Keywords: sunitinib; lung cancer; SIADH; hyponatremia


Sunitinib is a potent multi-targeted tyrosine kinase inhibitor, which inhibits vascular endothelial growth factor (VEGFR), platelet derived growth factor (PDGER), stem cell factor receptor (Kit) and others [1, 2]. It has been approved to treat metastatic renal cell carcinoma, advanced gastrointestinal stromal tumor(GIST) and well-differentiated pancreatic neuroendocrine tumor [3-5] and has also been showed to be active for many malignancies such as nonsmall cell lung cancer and thyroid cancer [6,7]. Sunitinib can cause many adverse reactions such as hand-foot skin reaction, hypertension, proteinuria, diarrhea, hypothyroidism, arterial thrombosis, bleeding and cardiac toxicities [3]. Here we report the first case of sunitinib induced life threatening hyponatremia.

Case Report

A 67-year-old female with metastatic adenocarcinoma of the lung, who had received multiple lines of chemotherapy and targeted agents since 2006. The chemotherapy regimens included carboplatin and paclitaxel, docetaxel, Erlotinib, pemetraxate with bevacizumab, carboplatin-gemcitabine, Abraxane, vinorelbine, and topotecan. She had maintained pretty good function and quality of life. On August 6, 2014, her PET/CT showed disease progression including enlarging left cervical adenopathy. She was then tried sunitinib 50mg daily 4 weeks on and two weeks off. She tolerated the first week treatment very well with shrinking cervical adenopathy, but soon after that, she noticed increasing PleurX drainage. Her chemistry panel on August 8, 2014 showed normal serum sodium level of 135nmol/L and normal BUN, Creatinine and liver function test. Two weeks after she started on sunitinib, the cervical adenopathy was no longer palpable, but she gradually developed fluid retention with edema of
the bilateral upper and lower extremities, face and both eyelids.

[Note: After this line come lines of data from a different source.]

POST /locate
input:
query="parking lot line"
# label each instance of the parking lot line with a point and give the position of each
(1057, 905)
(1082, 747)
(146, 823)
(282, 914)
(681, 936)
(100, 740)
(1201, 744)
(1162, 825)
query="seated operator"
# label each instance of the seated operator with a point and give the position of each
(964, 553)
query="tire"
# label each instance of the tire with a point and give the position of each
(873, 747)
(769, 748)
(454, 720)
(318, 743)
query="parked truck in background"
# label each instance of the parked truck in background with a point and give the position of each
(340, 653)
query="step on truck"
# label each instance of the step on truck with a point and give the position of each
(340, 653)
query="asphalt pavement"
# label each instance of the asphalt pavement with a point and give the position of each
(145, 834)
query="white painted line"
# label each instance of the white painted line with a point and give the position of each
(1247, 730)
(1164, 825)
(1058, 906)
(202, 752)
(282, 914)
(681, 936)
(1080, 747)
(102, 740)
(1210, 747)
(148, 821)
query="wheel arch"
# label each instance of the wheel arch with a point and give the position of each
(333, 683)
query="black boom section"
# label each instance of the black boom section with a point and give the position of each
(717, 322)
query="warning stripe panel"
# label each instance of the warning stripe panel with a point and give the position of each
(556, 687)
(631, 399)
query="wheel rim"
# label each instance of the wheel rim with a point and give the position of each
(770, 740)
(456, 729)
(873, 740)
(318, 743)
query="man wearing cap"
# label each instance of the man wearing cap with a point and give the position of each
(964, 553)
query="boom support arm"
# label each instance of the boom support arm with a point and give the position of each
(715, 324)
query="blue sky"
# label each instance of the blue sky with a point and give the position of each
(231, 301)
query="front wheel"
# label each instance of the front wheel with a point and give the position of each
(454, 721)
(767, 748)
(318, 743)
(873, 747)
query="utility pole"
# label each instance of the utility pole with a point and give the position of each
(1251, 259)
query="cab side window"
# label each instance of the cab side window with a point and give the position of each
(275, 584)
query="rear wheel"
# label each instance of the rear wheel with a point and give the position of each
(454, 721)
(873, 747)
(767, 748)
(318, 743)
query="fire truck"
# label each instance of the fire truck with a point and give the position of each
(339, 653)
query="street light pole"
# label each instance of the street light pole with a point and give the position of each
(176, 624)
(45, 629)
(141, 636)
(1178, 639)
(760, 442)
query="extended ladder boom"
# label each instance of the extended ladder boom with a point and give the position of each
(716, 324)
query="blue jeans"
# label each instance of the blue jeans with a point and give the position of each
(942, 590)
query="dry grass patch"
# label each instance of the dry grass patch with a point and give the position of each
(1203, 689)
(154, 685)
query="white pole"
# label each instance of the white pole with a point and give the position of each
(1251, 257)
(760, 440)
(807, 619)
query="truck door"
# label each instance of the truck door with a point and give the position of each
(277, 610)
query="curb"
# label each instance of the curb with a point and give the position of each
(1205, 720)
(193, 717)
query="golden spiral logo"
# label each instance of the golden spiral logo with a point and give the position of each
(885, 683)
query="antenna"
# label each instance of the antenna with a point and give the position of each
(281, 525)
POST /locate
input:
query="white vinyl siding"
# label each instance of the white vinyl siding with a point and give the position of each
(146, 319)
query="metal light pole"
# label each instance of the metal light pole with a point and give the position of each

She also complained of worsening shortness of breath and fatigue. On Day 20, sunitinib was discontinued due to worsening of the above symptoms. She was found to have serum sodium of 103 nmol/L and was admitted to medical ICU. When she arrived ICU, her serum sodium was 100nMol/ L, serum osmolality was 218 mOsm/kg, urine sodium was 10mMol/L, urine osmolality was 519 mOsm/kg, She was diagnosed with syndrome of Inappropriate antidiuretic hormone secretion (SIADH) and received 3% hypertonic saline and under strict water restriction for three days, her serum sodium went up to 114mMol/l. Tolvaptan was then added on day 4. Her serum sodium levels were slowly corrected to the normal ranges on day 10. Her symptoms resolved. She was discharged home.

Discussion: In the published clinical trials, the most common reported adverse reactions associated with sunitinib therapy are fatigue, asthenia, fever, diarrhea, nausea, vomiting, mucositis/ stomatitis, skin discoloration, asthenia, altered taste, constipation, hypertension, rash, hand-foot skin reaction, and myalgia.[3, 4, 5, 8]. These adverse events are usually manageable. The most common grade 3/4 laboratory abnormalities included lipase, amylase and neutrophils, and platelets. The incidence of serious adverse events are relative uncommon, these include hepatotoxicity, cardiovascular events such as myocardial ischemia, myocardial infarction, left ventricular dysfunction, cardiac failure, prolonged QT-intervals and Torsade de pointes, as well as hypothyroidism, hypoglycemia, osteonecrosis of jaws, severe hemorrhagic events and impaired wound healing.[3,8, 9]. Most adverse events can be managed through supportive care, dose interruption, or dose reduction [3, 8, 9].

This is the first case of sunitinib induced SIADH with life threatening hyponatremia, which improved after sunitinib discontinuation, fluid restriction, hypertonic saline infusion and vasopressin receptor antagonist. The mechanism of the sunitinib induced hyponatremia remains unclear.


Since sunitinib has been shown to provide clinical benefit for multiple different types of malignancies, clinicians must be aware that that it could cause acute severe hyponatremia. Close monitoring and prompt intervention during the treatment are critical and should be advised.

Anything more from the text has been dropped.